Note that the keys don’t have to be strings! This could be good for caching/memoizing/lookup:

x = Dict(["foo", "bar"] => 3, "tmp" => [2.1, 3.5], 7 => "weird")
Dict{Any, Any} with 3 entries:
  7              => "weird"
  ["foo", "bar"] => 3
  "tmp"          => [2.1, 3.5]
x[["foo", "bar"]]
3
ind = 7
7
x[ind]
"weird"
typeof(ind)
Int64

It would be interesting to know how it’s implemented that arbitrary objects can be keys. Perhaps using hashing?

What do you think will happen here?

ind = Int32(7)  # What do you expect?
x[ind]
ind = 7.0       # What do you expect?
x[ind]

Tuples

Tuples are are similar to 1-dimensional arrays but they are immutable (they can’t be modified) and can have named elements.

x = (3, 5, "hello")
(3, 5, "hello")
x[2]
5
x[2] = 7
ERROR: MethodError: no method matching setindex!(::Tuple{Int64, Int64, String}, ::Int64, ::Int64)
x = 3
3
y = 9
9
y,x = x,y
(3, 9)

# Named tuple:
x = (a=3, b=5, other="hello")
(a = 3, b = 5, other = "hello")
x.b
5
Functions with ! in their names

What’s the deal with the “!” in setindex? We’ll see this more shortly, but functions that modify their inputs should have their name end in “!”.

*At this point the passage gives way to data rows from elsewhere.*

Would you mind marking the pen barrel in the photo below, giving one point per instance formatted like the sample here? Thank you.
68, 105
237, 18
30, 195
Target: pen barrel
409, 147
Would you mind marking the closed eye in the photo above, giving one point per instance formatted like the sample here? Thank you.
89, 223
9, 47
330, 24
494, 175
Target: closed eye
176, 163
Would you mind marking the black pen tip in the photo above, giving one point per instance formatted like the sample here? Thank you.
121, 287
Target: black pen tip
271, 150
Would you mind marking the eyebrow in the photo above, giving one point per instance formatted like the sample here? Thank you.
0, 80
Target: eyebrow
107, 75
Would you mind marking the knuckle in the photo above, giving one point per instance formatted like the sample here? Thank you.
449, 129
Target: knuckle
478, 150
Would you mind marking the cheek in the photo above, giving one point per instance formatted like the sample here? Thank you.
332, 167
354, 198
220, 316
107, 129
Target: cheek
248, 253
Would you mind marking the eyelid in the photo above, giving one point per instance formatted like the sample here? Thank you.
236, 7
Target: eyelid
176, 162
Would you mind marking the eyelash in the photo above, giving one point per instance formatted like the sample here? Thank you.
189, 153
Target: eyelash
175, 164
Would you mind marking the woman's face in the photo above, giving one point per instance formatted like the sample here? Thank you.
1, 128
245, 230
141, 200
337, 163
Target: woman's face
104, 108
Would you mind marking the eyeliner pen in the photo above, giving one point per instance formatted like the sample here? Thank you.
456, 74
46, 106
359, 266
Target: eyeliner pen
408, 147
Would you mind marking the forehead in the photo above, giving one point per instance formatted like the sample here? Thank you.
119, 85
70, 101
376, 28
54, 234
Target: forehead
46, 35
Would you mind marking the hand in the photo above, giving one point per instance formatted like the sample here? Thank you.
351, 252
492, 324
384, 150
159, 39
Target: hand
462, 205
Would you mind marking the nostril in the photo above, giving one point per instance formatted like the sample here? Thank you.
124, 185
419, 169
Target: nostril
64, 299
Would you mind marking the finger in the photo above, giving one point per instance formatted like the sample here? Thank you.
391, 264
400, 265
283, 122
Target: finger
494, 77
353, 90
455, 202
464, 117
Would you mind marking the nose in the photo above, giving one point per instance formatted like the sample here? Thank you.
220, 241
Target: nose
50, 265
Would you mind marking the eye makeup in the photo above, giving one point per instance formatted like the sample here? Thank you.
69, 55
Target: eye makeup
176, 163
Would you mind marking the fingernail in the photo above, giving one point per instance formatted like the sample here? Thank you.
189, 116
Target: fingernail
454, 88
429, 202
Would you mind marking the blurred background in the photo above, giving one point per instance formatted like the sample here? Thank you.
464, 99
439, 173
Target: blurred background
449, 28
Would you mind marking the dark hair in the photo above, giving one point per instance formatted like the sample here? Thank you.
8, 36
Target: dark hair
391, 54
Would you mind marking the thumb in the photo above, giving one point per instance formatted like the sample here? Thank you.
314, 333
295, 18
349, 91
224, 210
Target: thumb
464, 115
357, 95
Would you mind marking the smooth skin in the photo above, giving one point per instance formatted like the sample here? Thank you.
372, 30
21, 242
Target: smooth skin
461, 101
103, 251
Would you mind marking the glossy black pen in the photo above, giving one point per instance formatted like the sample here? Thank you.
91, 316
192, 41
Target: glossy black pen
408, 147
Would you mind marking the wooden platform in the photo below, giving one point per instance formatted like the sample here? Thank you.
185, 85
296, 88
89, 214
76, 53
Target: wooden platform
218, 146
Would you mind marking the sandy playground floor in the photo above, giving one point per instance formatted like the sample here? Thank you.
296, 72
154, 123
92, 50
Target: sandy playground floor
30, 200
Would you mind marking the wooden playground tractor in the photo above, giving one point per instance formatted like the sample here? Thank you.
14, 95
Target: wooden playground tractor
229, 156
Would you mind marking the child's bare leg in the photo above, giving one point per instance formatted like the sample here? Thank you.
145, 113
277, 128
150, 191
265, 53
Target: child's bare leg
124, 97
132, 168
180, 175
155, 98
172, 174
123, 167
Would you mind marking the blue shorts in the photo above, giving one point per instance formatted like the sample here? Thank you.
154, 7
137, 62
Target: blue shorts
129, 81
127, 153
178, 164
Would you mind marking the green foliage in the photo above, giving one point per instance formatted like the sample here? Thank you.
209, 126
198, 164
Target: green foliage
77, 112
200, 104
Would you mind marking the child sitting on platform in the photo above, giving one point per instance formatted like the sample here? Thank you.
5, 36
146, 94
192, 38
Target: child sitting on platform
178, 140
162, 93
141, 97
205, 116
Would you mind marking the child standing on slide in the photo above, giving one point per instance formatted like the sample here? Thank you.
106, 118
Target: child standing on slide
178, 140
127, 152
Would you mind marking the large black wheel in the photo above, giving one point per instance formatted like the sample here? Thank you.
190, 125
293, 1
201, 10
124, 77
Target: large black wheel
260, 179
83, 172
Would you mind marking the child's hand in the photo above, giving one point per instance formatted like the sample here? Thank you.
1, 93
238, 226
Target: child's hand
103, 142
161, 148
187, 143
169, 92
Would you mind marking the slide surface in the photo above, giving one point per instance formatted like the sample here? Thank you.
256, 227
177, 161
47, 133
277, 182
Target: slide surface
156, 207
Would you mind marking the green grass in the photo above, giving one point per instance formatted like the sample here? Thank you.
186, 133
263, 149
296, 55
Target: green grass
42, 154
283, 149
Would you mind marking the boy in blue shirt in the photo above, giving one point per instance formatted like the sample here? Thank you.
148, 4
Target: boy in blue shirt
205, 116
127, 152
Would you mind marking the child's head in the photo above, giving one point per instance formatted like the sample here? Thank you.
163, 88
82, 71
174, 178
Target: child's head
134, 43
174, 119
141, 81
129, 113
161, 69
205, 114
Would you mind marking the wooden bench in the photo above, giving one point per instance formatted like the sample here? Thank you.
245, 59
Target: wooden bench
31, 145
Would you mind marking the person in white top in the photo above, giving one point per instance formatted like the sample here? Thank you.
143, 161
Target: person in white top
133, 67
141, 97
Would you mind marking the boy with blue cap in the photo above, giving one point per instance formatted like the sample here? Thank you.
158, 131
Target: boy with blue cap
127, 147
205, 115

What do you think will happen here?

x = (a=3, b=5, other="hello", b="foo")
x.b

Tuples come in handy for providing flexibility in function inputs and outputs, as seen next.

Tuples and functions

Here we create a function that can take an arbitrary number of inputs.

function flexsum(args...)
   println("The first value is $(args[1]).")
   x = args[1]*2
   return sum(args)
end
flexsum (generic function with 1 method)

flexsum(5, 7, 9)
The first value is 5.
21

Here’s how to call a function that takes multiple inputs, but pass as a tuple:

function mydiv(x, y)
   return x / y
end
mydiv (generic function with 1 method)

vals = [3,5]
2-element Vector{Int64}:
 3
 5
mydiv(vals...)
0.6

We use tuples to have a function return multiple values.

function flexsum(args...)
   println("The first value is $(args[1]).")
   x = args[1]*2
   return args, x, sum(args)
end
flexsum (generic function with 1 method)

flexsum(5, 7, 9)
The first value is 5.
((5, 7, 9), 10, 21)

Structs

A struct is a “composite type”, a collection of named fields, useful for holding information with a particular structure.

struct Person
  name
  age
  occupation
end

lincoln = Person("Abraham Lincoln", 203, "politician")
Person("Abraham Lincoln", 203, "politician")
lincoln.age
203

We’ll see much more on structs next week when we talk more about using types for robust code.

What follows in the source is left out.